And there's nothing like a contest to loosen the tongue--or should I say "fingers."

Anyway, you compiled a great list for improving writing of all kinds. It, along with many other gleanings from this blog, will sail into my “how to” folder.

Thanks, LaTayne!


Anonymous said...

I love the idea of the last one--it's hard not to be married to something you wrote. But it's a very necessary concept.

Marcia Lee Laycock said...

Looks like a great read. I'd love to win it. :) Marcia Laycock

Ellen Staley said...

This article will be so helpful when I return to the nonfiction I'd intended to write first.

I am intrigued by your book, Latayne, and look forward to reading it.

Marcia, the titles you listed sound fascinating and are now on my list to find.

(Please don't put me in the drawing for the book since I was just drawn in the other contest.)

Sara said...

I'll definitely be looking for this book. :)

Megan Sayer said...

Latayne that passage about Sarah is beautiful and evocative, not only in the sensory language, but in the "silences" - the things it doesn't say that say so much. I loved it.

I write (mostly) creative non-fiction. I devour any information I can about fiction writing because I know it can only strengthen my work, but it's lovely having a post specifically about my area.

(p.s. I bought "Latter-day cipher online yesterday...won't get it for another few weeks, but am so looking forward to reading it, especially after your exerpt from today's post!)

Kathleen Popa said...

Dear readers, win this book or buy it, but get your hands on Hinge as soon as you can. I'm reading it now, and - I've never said this about a Bible study - it's a page-turner! I find myself staying up later, squeezing in just one more chapter. I so recommend this book.

Wendy Paine Miller said...

Oh so good.

I missed my Novel Matters fix while away at ACFW.

Ladies, you really need to stop writing such compelling books. You are all making me poor.

This one sounds awesome.
~ Wendy

Pat Jeanne Davis said...

Enjoyed this post, Latayne. I write non-fiction and fiction. Your book "Hinges of Your History" sounds like one I need to read. Would love to win a copy if I'm not too late for the drawing.. And a belated congratulations to Ellen on winning the teeth and bones edit by Bonnie.

Ellen Staley said...

Thank you for the congrats, Pat. I think it's going to be an awesome edit with Bonnie, I just have to survive the process. But my eyes are open and I'm determined to learn. That's a good thing, yes?

Latayne C Scott said...

Winners Marcia Laycock and Henrietta, email me at latayne at latayne dot com with your snail mail addresses...

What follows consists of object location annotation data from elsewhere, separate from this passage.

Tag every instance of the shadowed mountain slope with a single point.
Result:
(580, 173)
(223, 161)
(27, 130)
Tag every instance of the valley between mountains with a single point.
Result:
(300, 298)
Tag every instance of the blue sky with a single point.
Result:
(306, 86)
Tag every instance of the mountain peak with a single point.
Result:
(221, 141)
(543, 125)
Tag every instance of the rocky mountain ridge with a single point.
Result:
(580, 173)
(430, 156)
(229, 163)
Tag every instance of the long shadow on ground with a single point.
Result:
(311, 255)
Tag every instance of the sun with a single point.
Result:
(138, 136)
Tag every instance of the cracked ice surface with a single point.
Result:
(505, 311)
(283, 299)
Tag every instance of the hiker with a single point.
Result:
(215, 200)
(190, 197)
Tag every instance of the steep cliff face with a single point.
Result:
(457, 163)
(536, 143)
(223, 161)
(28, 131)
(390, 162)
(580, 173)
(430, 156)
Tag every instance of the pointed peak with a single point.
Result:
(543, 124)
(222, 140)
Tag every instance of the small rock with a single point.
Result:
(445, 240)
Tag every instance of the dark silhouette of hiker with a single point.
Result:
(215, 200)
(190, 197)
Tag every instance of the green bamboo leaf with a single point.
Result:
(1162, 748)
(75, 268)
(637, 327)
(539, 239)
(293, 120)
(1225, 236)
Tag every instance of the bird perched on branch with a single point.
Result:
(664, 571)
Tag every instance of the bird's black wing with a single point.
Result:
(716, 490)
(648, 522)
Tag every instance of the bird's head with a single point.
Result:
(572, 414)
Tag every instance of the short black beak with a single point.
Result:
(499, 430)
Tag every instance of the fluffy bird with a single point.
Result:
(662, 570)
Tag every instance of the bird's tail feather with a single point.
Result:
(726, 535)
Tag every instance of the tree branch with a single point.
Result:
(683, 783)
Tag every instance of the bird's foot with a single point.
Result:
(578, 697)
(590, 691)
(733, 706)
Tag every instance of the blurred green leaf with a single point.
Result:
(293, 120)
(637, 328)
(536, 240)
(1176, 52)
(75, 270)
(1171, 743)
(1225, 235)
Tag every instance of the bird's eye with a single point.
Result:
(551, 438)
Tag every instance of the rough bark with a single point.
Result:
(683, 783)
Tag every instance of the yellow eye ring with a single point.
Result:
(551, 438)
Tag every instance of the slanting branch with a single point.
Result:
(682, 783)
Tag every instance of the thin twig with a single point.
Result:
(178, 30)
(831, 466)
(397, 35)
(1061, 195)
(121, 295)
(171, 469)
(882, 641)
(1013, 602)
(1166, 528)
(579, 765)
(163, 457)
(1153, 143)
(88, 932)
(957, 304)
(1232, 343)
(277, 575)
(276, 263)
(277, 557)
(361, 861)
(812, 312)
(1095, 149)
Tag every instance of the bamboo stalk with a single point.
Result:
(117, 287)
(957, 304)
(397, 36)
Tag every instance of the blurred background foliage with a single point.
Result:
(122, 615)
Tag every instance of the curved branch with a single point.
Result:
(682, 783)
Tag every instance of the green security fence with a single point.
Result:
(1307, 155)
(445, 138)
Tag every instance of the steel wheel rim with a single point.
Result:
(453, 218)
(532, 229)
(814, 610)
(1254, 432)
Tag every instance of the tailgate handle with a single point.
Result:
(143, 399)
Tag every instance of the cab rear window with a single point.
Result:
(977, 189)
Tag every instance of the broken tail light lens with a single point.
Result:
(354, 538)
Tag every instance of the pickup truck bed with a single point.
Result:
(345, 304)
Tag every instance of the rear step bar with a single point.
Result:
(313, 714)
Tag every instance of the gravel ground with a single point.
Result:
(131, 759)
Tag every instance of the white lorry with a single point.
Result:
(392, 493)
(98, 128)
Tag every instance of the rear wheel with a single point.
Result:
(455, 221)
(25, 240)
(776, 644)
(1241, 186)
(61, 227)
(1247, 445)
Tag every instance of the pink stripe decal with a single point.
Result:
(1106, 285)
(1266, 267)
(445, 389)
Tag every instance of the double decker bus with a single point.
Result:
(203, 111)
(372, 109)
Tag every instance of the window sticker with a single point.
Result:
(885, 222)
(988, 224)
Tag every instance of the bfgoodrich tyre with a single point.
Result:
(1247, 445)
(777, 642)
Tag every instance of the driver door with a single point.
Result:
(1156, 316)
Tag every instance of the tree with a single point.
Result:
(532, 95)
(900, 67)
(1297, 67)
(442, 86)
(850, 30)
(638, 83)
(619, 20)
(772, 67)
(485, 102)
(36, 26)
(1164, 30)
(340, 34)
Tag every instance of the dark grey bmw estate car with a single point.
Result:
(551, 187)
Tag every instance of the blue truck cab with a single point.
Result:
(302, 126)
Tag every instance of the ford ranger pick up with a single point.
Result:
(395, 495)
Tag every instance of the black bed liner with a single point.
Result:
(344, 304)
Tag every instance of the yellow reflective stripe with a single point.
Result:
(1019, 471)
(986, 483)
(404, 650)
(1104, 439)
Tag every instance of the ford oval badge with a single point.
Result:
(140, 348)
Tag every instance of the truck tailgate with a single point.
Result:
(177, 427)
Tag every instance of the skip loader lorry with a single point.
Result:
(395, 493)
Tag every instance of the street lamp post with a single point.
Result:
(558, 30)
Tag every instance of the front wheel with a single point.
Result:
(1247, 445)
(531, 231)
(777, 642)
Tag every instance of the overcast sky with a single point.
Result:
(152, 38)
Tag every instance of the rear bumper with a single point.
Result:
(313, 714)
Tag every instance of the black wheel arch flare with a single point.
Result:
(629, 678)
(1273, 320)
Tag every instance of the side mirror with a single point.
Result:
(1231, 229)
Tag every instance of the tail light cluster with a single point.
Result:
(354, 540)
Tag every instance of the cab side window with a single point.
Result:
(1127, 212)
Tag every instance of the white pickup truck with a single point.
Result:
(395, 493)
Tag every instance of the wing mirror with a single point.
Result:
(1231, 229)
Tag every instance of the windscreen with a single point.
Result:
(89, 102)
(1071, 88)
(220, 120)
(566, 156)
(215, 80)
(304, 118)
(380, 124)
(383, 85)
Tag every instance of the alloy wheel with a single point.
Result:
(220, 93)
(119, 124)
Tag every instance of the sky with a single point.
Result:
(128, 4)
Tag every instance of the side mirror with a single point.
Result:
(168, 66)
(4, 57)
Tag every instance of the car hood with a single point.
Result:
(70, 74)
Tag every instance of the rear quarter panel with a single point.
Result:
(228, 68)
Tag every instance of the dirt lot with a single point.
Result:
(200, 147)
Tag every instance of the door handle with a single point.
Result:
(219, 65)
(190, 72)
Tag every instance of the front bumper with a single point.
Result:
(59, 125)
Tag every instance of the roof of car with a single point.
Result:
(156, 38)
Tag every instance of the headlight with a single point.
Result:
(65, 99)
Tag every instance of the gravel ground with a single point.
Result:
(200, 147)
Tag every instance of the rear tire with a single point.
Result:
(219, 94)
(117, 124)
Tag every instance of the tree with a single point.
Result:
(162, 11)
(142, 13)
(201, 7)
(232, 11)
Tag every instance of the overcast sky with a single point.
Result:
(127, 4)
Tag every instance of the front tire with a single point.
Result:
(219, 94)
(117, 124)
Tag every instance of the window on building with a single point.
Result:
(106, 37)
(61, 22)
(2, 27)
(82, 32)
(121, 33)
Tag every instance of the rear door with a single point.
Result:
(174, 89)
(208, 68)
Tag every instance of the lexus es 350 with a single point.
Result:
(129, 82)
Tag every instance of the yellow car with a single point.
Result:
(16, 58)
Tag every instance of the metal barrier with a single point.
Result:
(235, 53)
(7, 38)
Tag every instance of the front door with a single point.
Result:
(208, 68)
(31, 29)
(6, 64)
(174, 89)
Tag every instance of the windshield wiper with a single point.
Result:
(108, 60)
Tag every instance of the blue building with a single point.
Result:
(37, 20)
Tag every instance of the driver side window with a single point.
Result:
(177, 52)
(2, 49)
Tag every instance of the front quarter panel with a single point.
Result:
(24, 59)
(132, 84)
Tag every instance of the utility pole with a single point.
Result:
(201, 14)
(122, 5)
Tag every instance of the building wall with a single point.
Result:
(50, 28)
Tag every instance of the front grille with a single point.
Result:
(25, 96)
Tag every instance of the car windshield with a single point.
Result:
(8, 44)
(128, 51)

Henrietta Frankensee said...

oh! This is marvelous. Thank you! My mother gives me so many books it is a joy to be able to reciprocate. We'll both have a copy because I shall buy one at the same time as Latayne sends my prize. You can expect my e-mail today. With thanks....

Latayne C Scott said...

Dear ones -- I've been traveling and also preparing for a seminar I'm giving this weekend -- if you're in West Texas, here's where I'll be:

I think the comments/questions about creative non-fiction point out a reality: In financial terms, building a reputation and collecting clips of non-fiction publishing (such as in magazines) is like a college degree. It allows you to have credibility when you "apply" for the next magazine article job, for instance. In my case, nonfiction has been what "paid the bills" and that (along with the fact that I have a husband with the blessing of a good job) allows me to write fiction (which does not have the same kind of income stream.)

I appreciate more than you will know the supportive comments about Hinge, both from beloved ones who have read it, and from those of you who show interest. It truly is the most edifying and useful thing I have ever learned.

Megan, thanks for buying Cipher too -- and again, congrats to those of you who won books. I'll be sending them when I return from my trip.